Gerrit alternatives

Paul Menzel pmenzel at molgen.mpg.de
Thu Dec 21 20:48:47 AEDT 2017


Dear Dave, dear Andrew,


On 12/20/17 23:27, Dave Cobbley wrote:
> On 12/20/2017 12:31 PM, Andrew Geissler wrote:
>> On Tue, Dec 19, 2017 at 7:26 PM, Dave Cobbley wrote:

>>> I am curious to see peoples input on using github as a code
>>> review mechanism over gerrit. I see github/openbmc is already
>>> used quite well for sprint planning and issue tracking, I feel
>>> like it would make a lot of sense to use it for doing code
>>> reviews. As far as I understand it has a mechanism to reproduce a
>>> similar paradigm to what we currently use today - as far as 
>>> Code-Review, Ok-To-Test, and Verified.
>>> 
>>> I can see github has made several improvements over the last few 
>>> years that make it much more use-able to teams like us:
>>> 
>>> - The ability to have approved maintainers for each specific 
>>> repository with 
>>> https://github.com/blog/2392-introducing-code-owners
>>> 
>>> - It has the ability to do a rebase-merge, keeping the git tree
>>> nice and tidy.
>>> 
>>> - A strong API to tie in additional tools that we may need.
>>> 
>>> 
>>> Additionally, it will reduce the point of failure from also
>>> hosting gerrit.
>>>
>>> What are peoples thoughts on using this?
>> As the guy who ended up having to maintain the current gerrit
>> server, I'm all for an alternative :)
 >
> First off - thanks for maintaining the current Gerrit server, I'm
> sure it's as glamorous as it sounds :)
 >
>> But my problem is I really like gerrit.  github has def made some 
>> improvements to the review process though.  I see it has per-line 
>> comment ability now.
 >
> I have been using gerrit for quite a while and am quite accustomed to
> it as well.
 >
>> I have a pull request out here for a non-gerrit openbmc repo if 
>> someone wants to look around - 
>> https://github.com/openbmc/openbmc-tools/pull/5
>> 
>> One thing I really like is how gerrit allows you to iterate over a 
>> commit.  Someone makes some comments, you respond, upload a new
>> patch set.  My understanding with github is you basically just keep
>> adding on new commits in a pull request to address comments.  A
>> feature I use all the time in gerrit is to look at the diff between
>> a patch set I last reviewed and the latest one.  Also, I don't see
>> an obvious mechanism in github to provide the different score
>> levels (-2,-1,+1,+2)?  The gerrit dashboard is also really nice,
>> providing me a nice easy way to see what's on my review list and
>> what the current size and scores of those reviews are (for all
>> repos in openbmc).
 >
> It appears that iterating over commits with github is as easy. When 
> someone checks in an additional commit to address some comments, you
> can open their pull request, see the newest commit, and click on the
> button which has the SHA on it, this will show you exactly what new
> code has been checked in for that commit. When the code is ready to
> be pulled into master, you can squash and merge to combine all
> commits into one.

It really depends on your development model and personal opinion, what 
is useful. Do you want a clean history and therefore allow rebasing or not.
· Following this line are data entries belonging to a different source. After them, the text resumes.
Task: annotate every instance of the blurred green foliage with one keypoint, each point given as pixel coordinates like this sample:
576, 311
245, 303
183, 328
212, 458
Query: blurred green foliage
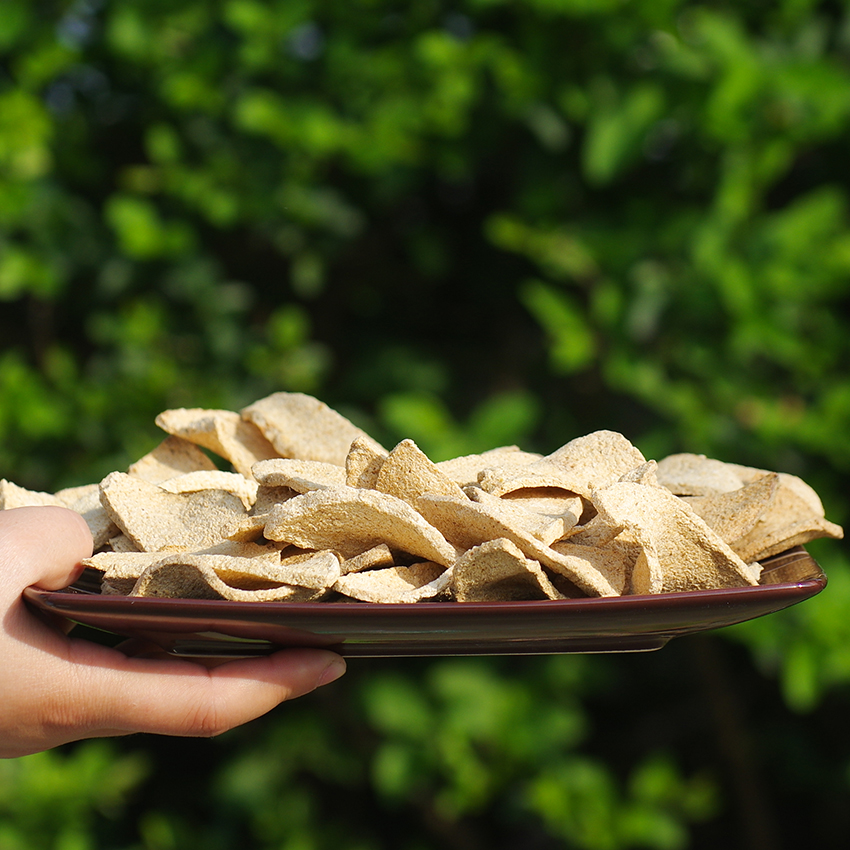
470, 223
Then again, I do not understand why you should be forced to not force 
push to a branch so that the user interface can make your life easier.

Personally, I do not understand how it is a good idea to squash all 
commits into one. You loose the ability to bisect small changes and the 
commit message probably also needs to be rewritten.

Gerrit really excels GitHub in that regard. The only downside to my 
knowledge is, that merging is not supported in Gerrit. But a linear 
history is also fine.

So as Gerrit is running, I personally would stay with Gerrit.

> You're right about the review level, the only granularity I can see
> is essentially a +0 (comment), and a +/-2 (Approve/request changes),
> I would love to find a work around to this, or see if we could work
> in a paradigm without +/- 1.
> 
> The gerrit dashboard is nice out of the box, but the github filter
> gives you the same flexibility (and a bit more). I can set: is:open
> is:pr review-requested:dcobbley to look at all reviews (awaiting
> reviews from me), or is:open is:pr review:none (reviews that has no
> review). I definitely think this issomething that people could easily
> adjust to.
 >
>> We also base a lot of our current CI infrastructure off of gerrit 
>> events.  I think most of it can be switched over to using github,
>> but it's not inconsequential.
 >
> I can definitely understand an upfront cost has already been given,
> and switching to something else would require more work, but I don't
> really want that to be a blocking issue if something else does offer 
> significant improvement (something I'm still trying to identify with 
> github vs gerrit).
>
>> Our current gerrit VM costs on the order of $60 a year....so you
>> get what you pay for.  I've been poking around IBM trying to see if
>> we can get something a bit more production worthy.